Hi, I am going to do the $subject. Plan is to use map-reduce jobs to do the purging and archival process, so it can handle the purging/archiving large amount of data. This feature has ability to purge/archive data manually by specifying a duration and also automatically purge/archive older data (only keeping data of last N number of days). User can select the stream name, version and the duration of the data that he needs to archive.
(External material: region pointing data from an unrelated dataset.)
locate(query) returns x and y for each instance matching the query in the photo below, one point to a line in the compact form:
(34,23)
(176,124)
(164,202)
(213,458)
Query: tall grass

Here I have described the model that we came up to achieve the above functionality. 1. Select the data specified in the time duration and insert those data into a column family. (use a Hive query) 2. Insert rowkeys of selected data into a temporary CF (use a Hive query) - If we have large amount of data to archive, we can't keep all the rowkeys in memory, so we insert them into a temp CF. 3. Write a class analyzer to read the rowkeys from temporary CF and then delete data in the original CF (use custom map-reduce jobs), finally we will delete the temporary CF. Class analyzer can be included in a hive script, because of that purging/archiving can be done using single Hive script that can be generated programmatically. As a advantage of that we can reuse the scheduling functionality implemented for Hive scripts as well. This is the model we came up for archiving/purging Cassandra data in BAM, if you have any concerns Please raise them. Thanks, KasunW.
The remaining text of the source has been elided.